Otherwise you might get digital tools that work in the ideal world of abstract data but can’t cope with the specific physical phenomena you’re trying to analyze. There are few things more dangerous than a programmer who assumes their almighty algorithm can conquer every subject without regard for pesky details, as scientist turned cartoonist Randall Munroe makes clear:

Randall Munroe, XKCD: "Think Logically"

SOURCE: Randall Munroe, XKCD

A successful AI project has to start with “a connection between someone who understands the problem really well and is the expert in it, and a research scientist, a data scientist, a team that knows how to apply the science,” Frincke said. That feedback should never end, she added. As the AI matures beyond well-labeled training data and starts interacting with the real world, providing real intelligence to operational users, those users need to provide constant feedback to a software team making frequent updates, patches, and corrections.

At NSA, that includes giving users the ability to correct or confirm the computer’s output.

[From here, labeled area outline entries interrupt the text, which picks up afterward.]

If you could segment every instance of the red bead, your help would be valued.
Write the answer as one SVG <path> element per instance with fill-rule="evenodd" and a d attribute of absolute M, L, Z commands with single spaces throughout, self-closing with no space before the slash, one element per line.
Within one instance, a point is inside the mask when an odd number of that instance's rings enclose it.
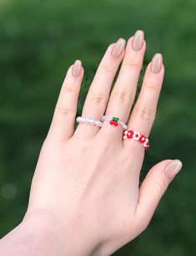
<path fill-rule="evenodd" d="M 111 120 L 111 121 L 109 123 L 110 123 L 110 125 L 113 125 L 114 121 L 113 120 Z"/>
<path fill-rule="evenodd" d="M 133 131 L 128 131 L 128 134 L 127 134 L 127 137 L 128 139 L 131 139 L 131 138 L 133 138 Z"/>
<path fill-rule="evenodd" d="M 141 143 L 143 143 L 146 141 L 146 136 L 142 135 L 138 140 Z"/>

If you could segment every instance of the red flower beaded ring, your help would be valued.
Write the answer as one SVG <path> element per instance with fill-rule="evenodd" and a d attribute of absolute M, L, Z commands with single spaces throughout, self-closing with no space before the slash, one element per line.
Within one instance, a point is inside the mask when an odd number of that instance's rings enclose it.
<path fill-rule="evenodd" d="M 148 139 L 145 136 L 140 135 L 139 132 L 133 131 L 132 130 L 125 131 L 123 134 L 123 140 L 133 139 L 135 141 L 139 141 L 140 143 L 143 143 L 143 146 L 144 146 L 145 150 L 149 147 Z"/>

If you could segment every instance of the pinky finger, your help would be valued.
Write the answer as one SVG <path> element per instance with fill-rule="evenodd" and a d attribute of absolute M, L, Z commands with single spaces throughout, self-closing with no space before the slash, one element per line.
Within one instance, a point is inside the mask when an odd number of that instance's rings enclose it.
<path fill-rule="evenodd" d="M 182 168 L 179 160 L 165 160 L 155 165 L 147 174 L 140 189 L 135 211 L 137 228 L 143 232 L 169 183 Z"/>
<path fill-rule="evenodd" d="M 74 64 L 69 67 L 61 88 L 48 137 L 68 141 L 73 136 L 83 73 L 80 60 L 76 60 Z"/>

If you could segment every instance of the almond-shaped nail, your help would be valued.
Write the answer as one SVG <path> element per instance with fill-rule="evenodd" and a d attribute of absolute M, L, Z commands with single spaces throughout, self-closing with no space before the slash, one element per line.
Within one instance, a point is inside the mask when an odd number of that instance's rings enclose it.
<path fill-rule="evenodd" d="M 123 38 L 120 38 L 116 42 L 112 50 L 112 55 L 113 58 L 118 59 L 121 56 L 124 50 L 125 44 L 126 41 Z"/>
<path fill-rule="evenodd" d="M 74 77 L 78 77 L 82 70 L 82 62 L 77 59 L 73 66 L 72 73 Z"/>
<path fill-rule="evenodd" d="M 183 164 L 182 161 L 176 159 L 173 160 L 173 161 L 165 168 L 164 172 L 168 178 L 173 179 L 175 175 L 180 171 Z"/>
<path fill-rule="evenodd" d="M 158 74 L 161 71 L 163 63 L 163 56 L 161 54 L 156 54 L 151 62 L 151 71 L 154 74 Z"/>
<path fill-rule="evenodd" d="M 132 41 L 132 47 L 133 50 L 139 51 L 144 43 L 144 33 L 142 30 L 136 31 Z"/>

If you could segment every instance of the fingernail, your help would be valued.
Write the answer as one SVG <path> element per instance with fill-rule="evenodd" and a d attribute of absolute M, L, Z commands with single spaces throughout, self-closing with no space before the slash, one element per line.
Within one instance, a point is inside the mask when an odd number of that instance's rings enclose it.
<path fill-rule="evenodd" d="M 144 43 L 144 33 L 142 30 L 136 31 L 133 42 L 132 42 L 132 47 L 133 50 L 139 51 L 143 45 Z"/>
<path fill-rule="evenodd" d="M 72 69 L 73 75 L 75 77 L 78 77 L 80 75 L 81 70 L 82 70 L 82 62 L 77 59 L 73 66 Z"/>
<path fill-rule="evenodd" d="M 173 161 L 165 168 L 164 172 L 170 179 L 173 179 L 174 176 L 180 171 L 182 166 L 183 164 L 181 161 L 178 159 L 173 160 Z"/>
<path fill-rule="evenodd" d="M 163 56 L 160 54 L 156 54 L 151 62 L 151 71 L 154 74 L 158 74 L 161 71 L 163 63 Z"/>
<path fill-rule="evenodd" d="M 121 56 L 124 50 L 126 41 L 123 38 L 118 39 L 112 50 L 113 57 L 118 59 Z"/>

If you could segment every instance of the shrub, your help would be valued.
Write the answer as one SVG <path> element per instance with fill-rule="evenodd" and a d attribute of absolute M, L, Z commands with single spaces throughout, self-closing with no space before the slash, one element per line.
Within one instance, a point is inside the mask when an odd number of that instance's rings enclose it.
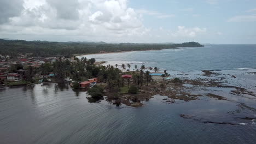
<path fill-rule="evenodd" d="M 131 94 L 137 94 L 138 91 L 138 88 L 134 86 L 131 86 L 128 90 L 128 92 Z"/>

In essence, it’s crowdsourced, perpetual training for the machine learning algorithms.

“We gave the analysts something that I haven’t seen in a lot of models… and that is to let the analysts, when they look at a finding or recommendation or whatever the output of the system is, to say yea or nay, thumbs-up or thumbs down,” Frincke said. “So if our learning algorithm and the model that we have weren’t as accurate as we would like, they could improve that — and over time, it becomes very strong.”